Guterres appelle à une action urgente pour encadrer l’usage militaire de l’intelligence artificielle

NATIONS UNIES – NEW YORK, le 7 août 2025 (WAM) – Le Secrétaire général des Nations Unies, António Guterres, a exhorté la communauté internationale à agir sans délai pour réguler l’utilisation de l’intelligence artificielle (IA) dans le domaine militaire, mettant en garde contre les menaces que représente cette technologie pour la paix et la sécurité internationales.

Dans un rapport adressé à l’Assemblée générale des Nations Unies, Guterres a réaffirmé l’opposition catégorique de l’ONU à toute utilisation de systèmes dotés de l’autorité discrétionnaire de donner la mort. Il a qualifié ces technologies de « moralement odieuses ».

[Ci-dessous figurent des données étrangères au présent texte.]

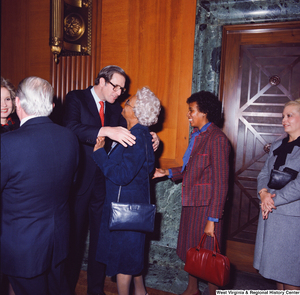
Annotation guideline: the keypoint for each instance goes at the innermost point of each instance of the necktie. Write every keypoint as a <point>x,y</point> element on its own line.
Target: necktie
<point>101,112</point>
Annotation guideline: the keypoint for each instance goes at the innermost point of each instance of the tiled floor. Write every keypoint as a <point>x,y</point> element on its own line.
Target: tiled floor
<point>167,281</point>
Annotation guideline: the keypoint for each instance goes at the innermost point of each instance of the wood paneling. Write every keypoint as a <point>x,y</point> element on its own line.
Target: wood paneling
<point>251,55</point>
<point>25,39</point>
<point>152,40</point>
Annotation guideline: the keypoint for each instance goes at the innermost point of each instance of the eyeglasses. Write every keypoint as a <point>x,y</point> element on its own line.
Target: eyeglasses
<point>117,88</point>
<point>128,104</point>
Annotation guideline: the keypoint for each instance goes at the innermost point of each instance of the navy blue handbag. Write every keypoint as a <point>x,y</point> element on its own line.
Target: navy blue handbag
<point>133,216</point>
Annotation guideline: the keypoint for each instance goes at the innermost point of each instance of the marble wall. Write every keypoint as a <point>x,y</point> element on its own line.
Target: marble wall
<point>211,16</point>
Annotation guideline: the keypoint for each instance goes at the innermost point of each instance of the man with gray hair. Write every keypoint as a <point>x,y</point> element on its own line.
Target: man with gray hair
<point>38,164</point>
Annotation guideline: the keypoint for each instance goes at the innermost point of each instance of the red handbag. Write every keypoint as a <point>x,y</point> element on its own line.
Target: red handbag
<point>208,265</point>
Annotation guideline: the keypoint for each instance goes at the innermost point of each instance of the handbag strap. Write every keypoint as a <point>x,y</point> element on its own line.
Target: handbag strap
<point>216,244</point>
<point>119,193</point>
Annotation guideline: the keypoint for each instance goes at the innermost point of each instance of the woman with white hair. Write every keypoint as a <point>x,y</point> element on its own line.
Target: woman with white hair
<point>277,254</point>
<point>123,251</point>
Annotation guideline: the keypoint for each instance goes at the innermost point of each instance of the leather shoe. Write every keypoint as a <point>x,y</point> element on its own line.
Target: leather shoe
<point>197,293</point>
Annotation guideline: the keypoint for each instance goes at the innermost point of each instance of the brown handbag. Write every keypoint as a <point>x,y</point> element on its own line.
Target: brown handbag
<point>208,265</point>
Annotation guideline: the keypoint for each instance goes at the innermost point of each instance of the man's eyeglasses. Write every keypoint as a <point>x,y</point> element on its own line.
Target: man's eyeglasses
<point>127,103</point>
<point>117,88</point>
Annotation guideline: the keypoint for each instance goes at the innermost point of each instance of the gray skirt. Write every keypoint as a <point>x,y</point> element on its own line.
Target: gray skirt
<point>277,248</point>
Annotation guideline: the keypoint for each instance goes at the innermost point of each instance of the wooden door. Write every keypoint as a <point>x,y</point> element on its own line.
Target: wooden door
<point>260,73</point>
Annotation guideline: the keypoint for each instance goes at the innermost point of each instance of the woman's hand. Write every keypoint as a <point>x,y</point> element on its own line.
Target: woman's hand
<point>100,142</point>
<point>209,229</point>
<point>155,141</point>
<point>160,173</point>
<point>267,203</point>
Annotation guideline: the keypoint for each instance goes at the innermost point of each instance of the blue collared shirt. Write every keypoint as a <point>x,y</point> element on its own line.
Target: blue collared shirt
<point>187,155</point>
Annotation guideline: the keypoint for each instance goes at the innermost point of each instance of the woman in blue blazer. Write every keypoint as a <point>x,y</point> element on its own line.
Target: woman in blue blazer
<point>123,251</point>
<point>204,177</point>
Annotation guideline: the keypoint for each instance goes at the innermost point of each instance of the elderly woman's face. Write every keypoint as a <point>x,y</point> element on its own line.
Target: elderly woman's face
<point>291,121</point>
<point>196,118</point>
<point>128,108</point>
<point>6,103</point>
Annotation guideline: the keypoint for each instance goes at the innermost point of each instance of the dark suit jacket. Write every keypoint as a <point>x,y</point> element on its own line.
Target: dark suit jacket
<point>205,179</point>
<point>38,163</point>
<point>82,117</point>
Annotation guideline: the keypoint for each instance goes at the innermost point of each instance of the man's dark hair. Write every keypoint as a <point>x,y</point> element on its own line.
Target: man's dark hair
<point>107,73</point>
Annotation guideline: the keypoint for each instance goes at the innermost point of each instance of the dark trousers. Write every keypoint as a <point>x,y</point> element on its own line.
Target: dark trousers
<point>87,210</point>
<point>51,282</point>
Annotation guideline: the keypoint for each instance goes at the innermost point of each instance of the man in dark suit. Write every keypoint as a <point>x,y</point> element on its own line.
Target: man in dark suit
<point>82,117</point>
<point>82,108</point>
<point>38,164</point>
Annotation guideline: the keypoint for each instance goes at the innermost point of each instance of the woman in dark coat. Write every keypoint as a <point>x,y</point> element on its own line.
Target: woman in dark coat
<point>277,250</point>
<point>9,120</point>
<point>123,251</point>
<point>204,176</point>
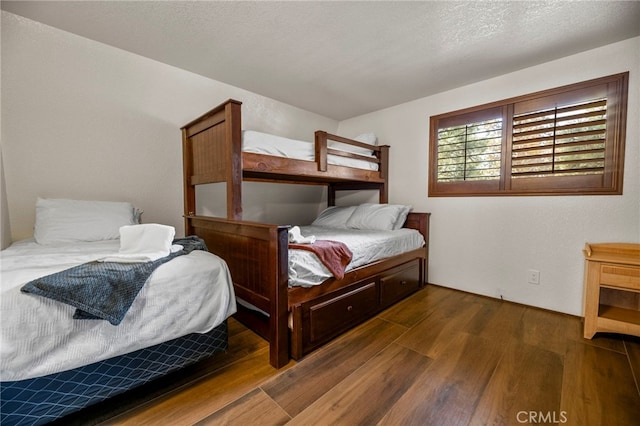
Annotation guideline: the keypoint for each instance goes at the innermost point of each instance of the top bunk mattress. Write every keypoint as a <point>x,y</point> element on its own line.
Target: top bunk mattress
<point>264,143</point>
<point>192,293</point>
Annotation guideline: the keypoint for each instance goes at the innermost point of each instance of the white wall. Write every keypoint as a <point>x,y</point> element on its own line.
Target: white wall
<point>486,245</point>
<point>85,120</point>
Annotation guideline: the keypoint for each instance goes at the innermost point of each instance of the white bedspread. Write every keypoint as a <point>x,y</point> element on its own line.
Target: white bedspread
<point>264,143</point>
<point>190,294</point>
<point>305,269</point>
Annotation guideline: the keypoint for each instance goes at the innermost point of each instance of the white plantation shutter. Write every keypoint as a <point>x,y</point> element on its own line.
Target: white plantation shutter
<point>568,140</point>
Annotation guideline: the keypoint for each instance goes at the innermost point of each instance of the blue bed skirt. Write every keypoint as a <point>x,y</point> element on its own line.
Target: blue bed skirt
<point>44,399</point>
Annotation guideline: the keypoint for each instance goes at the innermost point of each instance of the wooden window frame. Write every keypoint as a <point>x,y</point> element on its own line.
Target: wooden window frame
<point>609,182</point>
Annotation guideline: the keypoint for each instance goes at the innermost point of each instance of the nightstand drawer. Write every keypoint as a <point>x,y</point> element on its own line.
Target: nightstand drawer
<point>620,276</point>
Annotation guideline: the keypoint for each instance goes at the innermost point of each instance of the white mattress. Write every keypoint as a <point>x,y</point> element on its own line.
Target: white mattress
<point>264,143</point>
<point>305,269</point>
<point>190,294</point>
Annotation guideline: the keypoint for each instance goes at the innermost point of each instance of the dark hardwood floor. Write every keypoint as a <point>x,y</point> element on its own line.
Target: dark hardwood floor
<point>440,357</point>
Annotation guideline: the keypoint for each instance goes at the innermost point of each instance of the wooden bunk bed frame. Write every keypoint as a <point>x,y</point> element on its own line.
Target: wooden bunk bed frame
<point>294,320</point>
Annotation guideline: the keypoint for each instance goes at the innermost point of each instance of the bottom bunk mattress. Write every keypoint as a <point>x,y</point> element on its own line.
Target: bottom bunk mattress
<point>44,399</point>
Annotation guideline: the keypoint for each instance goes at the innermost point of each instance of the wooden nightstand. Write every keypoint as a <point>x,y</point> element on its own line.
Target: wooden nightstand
<point>612,289</point>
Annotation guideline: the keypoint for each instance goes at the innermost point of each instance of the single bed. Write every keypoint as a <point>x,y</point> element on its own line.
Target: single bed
<point>295,319</point>
<point>53,364</point>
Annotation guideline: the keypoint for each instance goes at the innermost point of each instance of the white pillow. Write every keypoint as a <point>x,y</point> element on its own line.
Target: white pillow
<point>385,217</point>
<point>369,138</point>
<point>60,220</point>
<point>334,217</point>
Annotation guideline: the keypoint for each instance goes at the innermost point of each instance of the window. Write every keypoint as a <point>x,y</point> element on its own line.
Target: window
<point>568,140</point>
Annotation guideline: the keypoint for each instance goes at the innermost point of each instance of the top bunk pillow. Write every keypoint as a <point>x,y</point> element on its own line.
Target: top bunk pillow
<point>63,221</point>
<point>384,217</point>
<point>334,217</point>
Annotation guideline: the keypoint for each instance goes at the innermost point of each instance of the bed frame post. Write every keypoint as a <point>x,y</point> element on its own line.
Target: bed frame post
<point>384,173</point>
<point>233,136</point>
<point>189,190</point>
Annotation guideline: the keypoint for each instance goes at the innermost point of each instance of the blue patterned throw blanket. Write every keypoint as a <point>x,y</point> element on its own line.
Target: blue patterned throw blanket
<point>104,290</point>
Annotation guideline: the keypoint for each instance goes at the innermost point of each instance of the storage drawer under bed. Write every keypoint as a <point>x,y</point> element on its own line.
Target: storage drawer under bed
<point>329,318</point>
<point>399,283</point>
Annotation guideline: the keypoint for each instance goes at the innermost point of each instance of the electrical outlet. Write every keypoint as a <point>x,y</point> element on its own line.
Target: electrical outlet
<point>533,276</point>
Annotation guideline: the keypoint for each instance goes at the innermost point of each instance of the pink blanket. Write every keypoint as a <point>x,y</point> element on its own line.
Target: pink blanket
<point>333,254</point>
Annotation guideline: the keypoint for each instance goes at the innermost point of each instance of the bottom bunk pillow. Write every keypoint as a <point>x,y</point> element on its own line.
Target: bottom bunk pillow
<point>43,399</point>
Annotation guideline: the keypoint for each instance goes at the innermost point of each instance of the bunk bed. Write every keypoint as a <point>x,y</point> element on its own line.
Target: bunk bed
<point>295,320</point>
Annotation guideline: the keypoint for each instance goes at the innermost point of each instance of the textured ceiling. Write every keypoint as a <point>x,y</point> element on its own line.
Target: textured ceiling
<point>343,59</point>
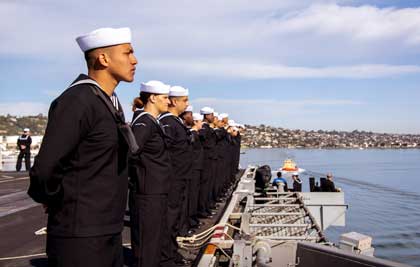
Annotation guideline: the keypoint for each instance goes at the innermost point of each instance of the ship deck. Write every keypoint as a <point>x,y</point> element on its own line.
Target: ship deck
<point>21,218</point>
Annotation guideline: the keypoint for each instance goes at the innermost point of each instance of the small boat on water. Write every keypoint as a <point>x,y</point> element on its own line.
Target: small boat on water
<point>290,166</point>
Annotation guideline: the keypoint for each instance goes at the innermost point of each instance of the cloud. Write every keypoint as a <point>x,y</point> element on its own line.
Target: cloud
<point>361,24</point>
<point>52,93</point>
<point>231,69</point>
<point>23,108</point>
<point>272,111</point>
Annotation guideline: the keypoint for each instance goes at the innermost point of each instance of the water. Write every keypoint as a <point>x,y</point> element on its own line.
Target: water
<point>382,188</point>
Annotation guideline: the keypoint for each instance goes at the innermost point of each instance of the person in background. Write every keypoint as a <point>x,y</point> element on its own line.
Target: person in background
<point>297,183</point>
<point>24,145</point>
<point>329,184</point>
<point>187,117</point>
<point>280,183</point>
<point>209,144</point>
<point>80,174</point>
<point>150,176</point>
<point>196,184</point>
<point>180,150</point>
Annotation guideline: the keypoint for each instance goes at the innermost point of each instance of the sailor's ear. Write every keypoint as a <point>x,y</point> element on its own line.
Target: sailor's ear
<point>153,98</point>
<point>103,59</point>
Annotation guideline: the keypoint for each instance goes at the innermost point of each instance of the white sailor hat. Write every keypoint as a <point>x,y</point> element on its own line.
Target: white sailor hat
<point>197,117</point>
<point>178,91</point>
<point>155,87</point>
<point>206,111</point>
<point>104,37</point>
<point>189,109</point>
<point>223,116</point>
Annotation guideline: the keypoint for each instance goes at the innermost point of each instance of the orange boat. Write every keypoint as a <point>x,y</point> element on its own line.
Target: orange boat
<point>289,166</point>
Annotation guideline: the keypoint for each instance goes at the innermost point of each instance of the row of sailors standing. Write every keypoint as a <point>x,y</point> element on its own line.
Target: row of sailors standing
<point>185,163</point>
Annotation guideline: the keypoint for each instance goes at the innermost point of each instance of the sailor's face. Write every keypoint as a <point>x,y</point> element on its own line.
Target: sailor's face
<point>122,63</point>
<point>182,103</point>
<point>210,117</point>
<point>198,124</point>
<point>188,118</point>
<point>162,103</point>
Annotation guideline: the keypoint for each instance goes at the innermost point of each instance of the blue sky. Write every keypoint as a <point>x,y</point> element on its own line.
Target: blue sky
<point>324,64</point>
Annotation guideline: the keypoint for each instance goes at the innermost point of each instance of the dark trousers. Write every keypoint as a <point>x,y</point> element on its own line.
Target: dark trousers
<point>175,204</point>
<point>149,228</point>
<point>99,251</point>
<point>184,222</point>
<point>27,156</point>
<point>203,202</point>
<point>214,184</point>
<point>194,191</point>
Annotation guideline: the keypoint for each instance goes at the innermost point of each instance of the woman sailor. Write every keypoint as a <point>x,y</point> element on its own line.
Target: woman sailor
<point>150,171</point>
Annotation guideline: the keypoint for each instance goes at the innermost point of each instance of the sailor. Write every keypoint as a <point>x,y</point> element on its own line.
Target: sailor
<point>234,149</point>
<point>187,117</point>
<point>206,200</point>
<point>24,145</point>
<point>150,171</point>
<point>196,184</point>
<point>329,185</point>
<point>297,183</point>
<point>221,147</point>
<point>180,150</point>
<point>80,173</point>
<point>280,183</point>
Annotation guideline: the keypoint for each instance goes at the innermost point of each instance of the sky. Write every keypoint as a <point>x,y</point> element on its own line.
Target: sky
<point>322,64</point>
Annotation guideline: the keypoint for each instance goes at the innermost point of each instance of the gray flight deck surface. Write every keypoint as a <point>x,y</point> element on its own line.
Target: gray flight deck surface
<point>20,218</point>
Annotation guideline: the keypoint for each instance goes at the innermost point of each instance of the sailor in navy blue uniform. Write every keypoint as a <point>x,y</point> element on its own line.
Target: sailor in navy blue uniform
<point>180,149</point>
<point>80,173</point>
<point>223,144</point>
<point>24,145</point>
<point>150,171</point>
<point>197,170</point>
<point>206,201</point>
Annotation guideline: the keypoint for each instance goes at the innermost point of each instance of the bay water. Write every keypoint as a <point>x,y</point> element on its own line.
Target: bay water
<point>382,189</point>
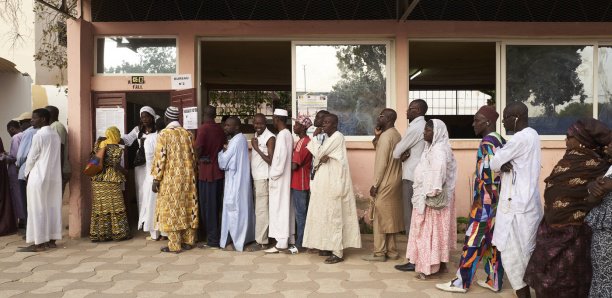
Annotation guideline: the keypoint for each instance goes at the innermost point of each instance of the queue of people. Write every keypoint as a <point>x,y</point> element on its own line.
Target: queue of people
<point>301,194</point>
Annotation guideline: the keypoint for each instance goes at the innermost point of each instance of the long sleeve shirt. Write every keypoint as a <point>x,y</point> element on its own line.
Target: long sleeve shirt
<point>413,140</point>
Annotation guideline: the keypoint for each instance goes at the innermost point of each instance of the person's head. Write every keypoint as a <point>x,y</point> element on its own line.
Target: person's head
<point>428,132</point>
<point>40,118</point>
<point>209,113</point>
<point>330,124</point>
<point>147,116</point>
<point>416,108</point>
<point>319,118</point>
<point>232,126</point>
<point>280,119</point>
<point>515,116</point>
<point>160,124</point>
<point>259,123</point>
<point>171,114</point>
<point>588,133</point>
<point>13,127</point>
<point>54,111</point>
<point>24,120</point>
<point>484,120</point>
<point>302,123</point>
<point>386,118</point>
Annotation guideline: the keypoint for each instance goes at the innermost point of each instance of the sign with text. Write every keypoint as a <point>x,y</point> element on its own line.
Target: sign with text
<point>181,82</point>
<point>190,118</point>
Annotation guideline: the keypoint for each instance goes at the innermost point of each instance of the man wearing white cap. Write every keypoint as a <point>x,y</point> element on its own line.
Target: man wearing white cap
<point>22,156</point>
<point>173,171</point>
<point>282,213</point>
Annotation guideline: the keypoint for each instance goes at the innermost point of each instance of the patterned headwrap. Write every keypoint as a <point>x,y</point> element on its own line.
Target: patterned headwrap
<point>113,136</point>
<point>590,132</point>
<point>172,113</point>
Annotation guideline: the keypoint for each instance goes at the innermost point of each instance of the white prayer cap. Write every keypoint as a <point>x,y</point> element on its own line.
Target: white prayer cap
<point>280,112</point>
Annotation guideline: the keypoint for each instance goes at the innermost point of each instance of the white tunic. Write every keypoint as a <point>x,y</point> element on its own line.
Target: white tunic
<point>44,171</point>
<point>331,222</point>
<point>282,213</point>
<point>519,199</point>
<point>146,217</point>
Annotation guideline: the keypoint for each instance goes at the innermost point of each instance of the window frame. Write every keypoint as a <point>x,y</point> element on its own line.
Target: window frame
<point>556,42</point>
<point>389,71</point>
<point>95,55</point>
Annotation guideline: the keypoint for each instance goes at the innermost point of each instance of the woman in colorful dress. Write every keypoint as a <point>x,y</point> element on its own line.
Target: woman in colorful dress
<point>600,221</point>
<point>433,228</point>
<point>108,216</point>
<point>477,245</point>
<point>560,265</point>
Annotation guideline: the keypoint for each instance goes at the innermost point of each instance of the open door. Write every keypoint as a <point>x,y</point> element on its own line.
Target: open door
<point>103,116</point>
<point>183,99</point>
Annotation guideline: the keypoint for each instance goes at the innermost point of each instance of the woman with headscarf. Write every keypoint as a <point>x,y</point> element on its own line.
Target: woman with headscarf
<point>108,216</point>
<point>140,133</point>
<point>600,221</point>
<point>560,265</point>
<point>433,231</point>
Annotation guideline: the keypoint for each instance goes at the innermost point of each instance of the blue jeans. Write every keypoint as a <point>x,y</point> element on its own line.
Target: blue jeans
<point>300,201</point>
<point>210,201</point>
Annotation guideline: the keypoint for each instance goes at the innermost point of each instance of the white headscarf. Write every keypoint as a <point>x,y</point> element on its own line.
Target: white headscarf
<point>437,168</point>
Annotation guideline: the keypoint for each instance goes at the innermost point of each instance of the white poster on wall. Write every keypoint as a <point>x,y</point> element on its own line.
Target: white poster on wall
<point>181,82</point>
<point>107,117</point>
<point>190,118</point>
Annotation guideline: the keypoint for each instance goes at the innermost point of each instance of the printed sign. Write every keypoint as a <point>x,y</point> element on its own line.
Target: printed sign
<point>190,118</point>
<point>181,82</point>
<point>107,117</point>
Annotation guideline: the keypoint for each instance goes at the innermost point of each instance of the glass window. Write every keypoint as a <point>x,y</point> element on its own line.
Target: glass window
<point>554,81</point>
<point>604,91</point>
<point>349,80</point>
<point>135,55</point>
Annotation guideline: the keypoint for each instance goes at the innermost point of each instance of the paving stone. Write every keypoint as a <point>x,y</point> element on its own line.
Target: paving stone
<point>103,276</point>
<point>80,293</point>
<point>53,286</point>
<point>123,287</point>
<point>26,266</point>
<point>166,277</point>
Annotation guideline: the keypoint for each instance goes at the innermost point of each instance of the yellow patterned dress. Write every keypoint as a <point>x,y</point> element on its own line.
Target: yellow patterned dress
<point>108,216</point>
<point>174,166</point>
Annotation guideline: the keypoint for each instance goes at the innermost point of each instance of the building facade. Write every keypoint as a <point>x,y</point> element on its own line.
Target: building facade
<point>351,57</point>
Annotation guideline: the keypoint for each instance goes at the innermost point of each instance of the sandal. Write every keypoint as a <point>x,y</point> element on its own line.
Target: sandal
<point>32,248</point>
<point>333,259</point>
<point>167,249</point>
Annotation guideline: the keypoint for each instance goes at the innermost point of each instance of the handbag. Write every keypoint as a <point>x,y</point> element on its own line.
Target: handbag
<point>95,164</point>
<point>437,202</point>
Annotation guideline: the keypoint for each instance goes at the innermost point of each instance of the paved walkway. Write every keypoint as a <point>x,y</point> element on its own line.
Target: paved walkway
<point>136,268</point>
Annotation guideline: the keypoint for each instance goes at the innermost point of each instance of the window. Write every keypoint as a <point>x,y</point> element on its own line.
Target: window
<point>554,81</point>
<point>347,79</point>
<point>604,85</point>
<point>135,55</point>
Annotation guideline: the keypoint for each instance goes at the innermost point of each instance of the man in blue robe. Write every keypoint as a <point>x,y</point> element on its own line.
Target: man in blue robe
<point>238,217</point>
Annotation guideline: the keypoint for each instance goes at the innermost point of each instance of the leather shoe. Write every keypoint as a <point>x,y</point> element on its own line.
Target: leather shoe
<point>406,267</point>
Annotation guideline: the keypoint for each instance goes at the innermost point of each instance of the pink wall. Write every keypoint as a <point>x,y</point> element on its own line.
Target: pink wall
<point>82,81</point>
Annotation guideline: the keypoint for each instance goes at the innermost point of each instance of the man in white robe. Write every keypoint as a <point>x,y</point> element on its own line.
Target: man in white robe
<point>331,223</point>
<point>281,210</point>
<point>238,218</point>
<point>519,210</point>
<point>43,172</point>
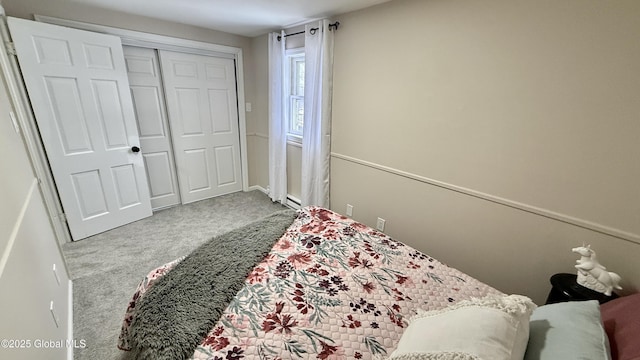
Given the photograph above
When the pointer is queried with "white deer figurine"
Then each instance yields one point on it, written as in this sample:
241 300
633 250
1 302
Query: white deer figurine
592 275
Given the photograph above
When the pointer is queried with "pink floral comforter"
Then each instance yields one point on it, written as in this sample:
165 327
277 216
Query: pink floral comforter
331 288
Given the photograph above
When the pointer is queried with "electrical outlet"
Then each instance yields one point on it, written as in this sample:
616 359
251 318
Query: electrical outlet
55 273
349 210
54 315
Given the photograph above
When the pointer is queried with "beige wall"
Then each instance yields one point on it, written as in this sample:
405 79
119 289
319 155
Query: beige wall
534 103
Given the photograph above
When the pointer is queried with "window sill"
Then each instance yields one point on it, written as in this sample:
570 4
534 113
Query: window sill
294 140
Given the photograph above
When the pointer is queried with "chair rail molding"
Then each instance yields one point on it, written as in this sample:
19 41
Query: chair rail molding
582 223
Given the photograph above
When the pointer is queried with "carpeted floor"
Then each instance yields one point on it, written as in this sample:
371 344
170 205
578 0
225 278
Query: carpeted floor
106 268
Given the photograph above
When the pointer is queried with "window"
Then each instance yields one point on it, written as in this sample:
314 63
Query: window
294 83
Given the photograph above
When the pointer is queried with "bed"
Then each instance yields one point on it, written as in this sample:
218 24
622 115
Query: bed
306 284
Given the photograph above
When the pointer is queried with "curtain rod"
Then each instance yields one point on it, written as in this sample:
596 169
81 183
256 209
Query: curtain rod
312 30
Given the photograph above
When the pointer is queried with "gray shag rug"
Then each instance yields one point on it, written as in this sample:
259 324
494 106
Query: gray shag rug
106 268
179 310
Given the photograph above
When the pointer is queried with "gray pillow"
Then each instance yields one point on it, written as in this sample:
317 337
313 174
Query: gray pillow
568 330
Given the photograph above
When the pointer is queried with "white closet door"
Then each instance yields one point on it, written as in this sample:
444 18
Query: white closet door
203 113
147 93
78 87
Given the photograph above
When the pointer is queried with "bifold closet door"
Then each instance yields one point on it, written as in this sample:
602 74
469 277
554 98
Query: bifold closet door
203 114
79 91
147 93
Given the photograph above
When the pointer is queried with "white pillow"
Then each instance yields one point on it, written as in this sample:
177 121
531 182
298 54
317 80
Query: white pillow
491 328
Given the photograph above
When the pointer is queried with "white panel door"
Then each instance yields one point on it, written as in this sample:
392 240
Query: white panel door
147 93
77 83
203 113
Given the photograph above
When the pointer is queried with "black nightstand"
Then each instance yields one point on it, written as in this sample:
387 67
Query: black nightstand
564 287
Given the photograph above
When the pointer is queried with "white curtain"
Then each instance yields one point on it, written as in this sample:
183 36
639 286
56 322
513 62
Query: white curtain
316 136
277 121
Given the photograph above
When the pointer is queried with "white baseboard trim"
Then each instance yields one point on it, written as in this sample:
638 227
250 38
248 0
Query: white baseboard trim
70 321
259 188
292 201
582 223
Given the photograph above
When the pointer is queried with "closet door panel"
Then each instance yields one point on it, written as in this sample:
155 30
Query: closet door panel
155 141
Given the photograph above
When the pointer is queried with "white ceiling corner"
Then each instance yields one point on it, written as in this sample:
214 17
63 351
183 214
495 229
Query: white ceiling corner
242 17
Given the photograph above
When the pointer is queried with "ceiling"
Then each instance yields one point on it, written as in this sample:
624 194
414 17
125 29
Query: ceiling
243 17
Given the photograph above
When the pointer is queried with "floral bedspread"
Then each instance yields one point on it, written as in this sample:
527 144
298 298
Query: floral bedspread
331 288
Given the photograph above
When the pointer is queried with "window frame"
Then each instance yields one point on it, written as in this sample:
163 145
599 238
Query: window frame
292 55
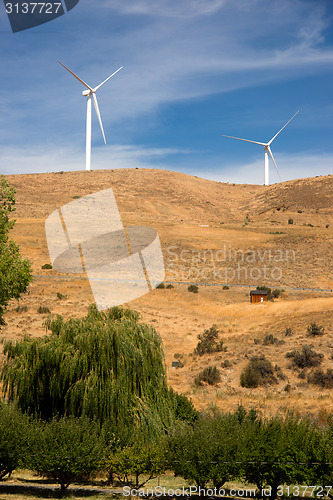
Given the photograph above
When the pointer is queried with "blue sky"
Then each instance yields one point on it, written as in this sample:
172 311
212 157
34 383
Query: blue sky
193 70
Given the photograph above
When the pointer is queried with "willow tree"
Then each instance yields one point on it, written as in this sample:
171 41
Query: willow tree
106 366
15 271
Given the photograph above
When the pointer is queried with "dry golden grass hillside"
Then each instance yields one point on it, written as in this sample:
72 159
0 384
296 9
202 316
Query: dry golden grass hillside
211 233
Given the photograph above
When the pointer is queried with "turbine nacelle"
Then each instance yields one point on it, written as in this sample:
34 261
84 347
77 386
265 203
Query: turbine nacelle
267 149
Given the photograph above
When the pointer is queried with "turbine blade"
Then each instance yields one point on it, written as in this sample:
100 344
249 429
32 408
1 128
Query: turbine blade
99 115
71 72
271 155
99 86
270 142
246 140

Le chef de l’ONU a souligné la nécessité d’orienter le développement de l’IA vers des applications pacifiques, capables de contribuer aux objectifs de développement durable. Il a toutefois exprimé son inquiétude face à l’utilisation croissante de cette technologie dans les conflits armés, notant que si l’IA peut améliorer la précision des opérations militaires et réduire les erreurs humaines, elle soulève de graves enjeux éthiques, notamment en matière de responsabilité humaine dans les zones à forte densité de population.


Guterres a insisté pour que les décisions relatives à l’usage de la force, en particulier celles concernant les armes nucléaires, demeurent exclusivement entre les mains des humains. Il a également rappelé l’obligation pour les États de respecter le droit international, y compris la Charte des Nations Unies, le droit international humanitaire et le droit international des droits de l’homme tout au long du cycle d’utilisation de l’IA.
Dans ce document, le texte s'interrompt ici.